Edilson Pinto, vice-prefeito de Manga (Norte), reclamou que, mesmo com baixo número de policiais na cidade, não faltam deles para multar os agricultores e os vazanteiros.

Maior rigor com o Norte de Minas

O deputado federal Paulo Guedes (PT-MG), destacou que as regiões Norte e os Vales do Jequitinhonha e Mucuri representam 44% do território mineiro, 15% da população do estado e apenas 9% do PIB. Frisou que o Sul e o Triângulo não sofreram o mesmo rigor que a porção norte do estado sente hoje na questão ambiental. 

“Nossa região não teve acesso à informação, à educação e a investimentos; muitos produtores sobrevivem da sua terra com dificuldade, sem assistência e informação para saber se estão ou não infringindo alguma lei”, contou.

Ele reclamou que, muitas vezes, o agricultor roça um pasto e é colocado como desmatador. “Queremos políticas direcionadas para a orientação das pessoas, não da aplicação de multas; que o IEF, a Semad e outros órgãos nos orientem”, reivindicou. Ele pediu o cancelamento, ou no mínimo, a revisão da multas.

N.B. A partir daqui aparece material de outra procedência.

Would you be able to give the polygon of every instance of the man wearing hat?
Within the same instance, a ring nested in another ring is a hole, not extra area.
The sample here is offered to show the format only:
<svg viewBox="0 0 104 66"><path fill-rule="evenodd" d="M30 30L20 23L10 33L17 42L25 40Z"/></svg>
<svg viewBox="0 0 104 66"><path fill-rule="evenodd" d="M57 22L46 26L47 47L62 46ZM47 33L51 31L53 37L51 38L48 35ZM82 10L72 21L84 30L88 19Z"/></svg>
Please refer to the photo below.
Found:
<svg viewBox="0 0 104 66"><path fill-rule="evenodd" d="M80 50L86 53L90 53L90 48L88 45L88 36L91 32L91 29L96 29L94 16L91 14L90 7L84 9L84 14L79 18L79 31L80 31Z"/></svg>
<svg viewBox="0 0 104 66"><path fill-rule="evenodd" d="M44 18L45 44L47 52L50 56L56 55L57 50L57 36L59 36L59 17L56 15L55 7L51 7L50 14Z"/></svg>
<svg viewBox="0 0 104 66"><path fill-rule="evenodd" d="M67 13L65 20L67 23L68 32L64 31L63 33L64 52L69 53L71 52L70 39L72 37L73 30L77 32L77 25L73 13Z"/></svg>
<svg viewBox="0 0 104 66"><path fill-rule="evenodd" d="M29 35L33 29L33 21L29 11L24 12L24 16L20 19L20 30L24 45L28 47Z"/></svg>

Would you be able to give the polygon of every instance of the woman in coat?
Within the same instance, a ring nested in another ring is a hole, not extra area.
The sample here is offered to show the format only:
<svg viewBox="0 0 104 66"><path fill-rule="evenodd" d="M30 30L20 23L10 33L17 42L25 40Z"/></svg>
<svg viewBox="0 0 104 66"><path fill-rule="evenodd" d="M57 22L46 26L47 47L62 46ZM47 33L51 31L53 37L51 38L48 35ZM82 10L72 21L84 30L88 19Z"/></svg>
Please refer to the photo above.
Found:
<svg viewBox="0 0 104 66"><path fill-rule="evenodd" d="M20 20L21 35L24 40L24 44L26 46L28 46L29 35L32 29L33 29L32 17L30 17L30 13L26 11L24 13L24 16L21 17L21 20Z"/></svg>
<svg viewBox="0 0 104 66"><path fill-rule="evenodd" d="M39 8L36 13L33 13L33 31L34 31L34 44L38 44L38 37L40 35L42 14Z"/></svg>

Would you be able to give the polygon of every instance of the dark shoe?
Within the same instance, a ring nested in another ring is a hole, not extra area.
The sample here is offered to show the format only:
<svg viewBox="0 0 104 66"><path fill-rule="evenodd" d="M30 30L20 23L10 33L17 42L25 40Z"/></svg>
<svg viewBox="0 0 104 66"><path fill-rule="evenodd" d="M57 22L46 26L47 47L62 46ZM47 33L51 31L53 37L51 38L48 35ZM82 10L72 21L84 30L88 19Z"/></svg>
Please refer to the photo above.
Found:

O deputado Antonio Carlos Arantes (PL) avaliou que é possível produzir e preservar ao mesmo tempo, “conciliando a fauna, a flora e o cidadão”. Reforçou a necessidade de interpretação dos fatos, evitando-se o equívoco de considerar limpeza de pastagem como desmatamento.

Contraponto

Wallace Alves Silva, presidente do Sindicato dos Servidores Públicos do Meio Ambiente de Minas Gerais, mostrou-se indignado com a narrativa de que os fiscais estariam atuado com truculência, quando na verdade seriam erros pontuais. E cobrou dos sindicatos rurais suporte técnico e jurídico para os produtores conseguirem licenciamento ambiental.

Lembrou ainda que o pequeno produtor pode conseguir 50% de desconto na multa.

“Falta também acesso dos produtores à informação”, reclamou. “Paus e pedras contra os servidores não resolvem o problema; nosso trabalho é para que a agricultura exista hoje e para os nossos filhos e netos”, concluiu ele, colocando o sindicato como aliado dos agricultores. 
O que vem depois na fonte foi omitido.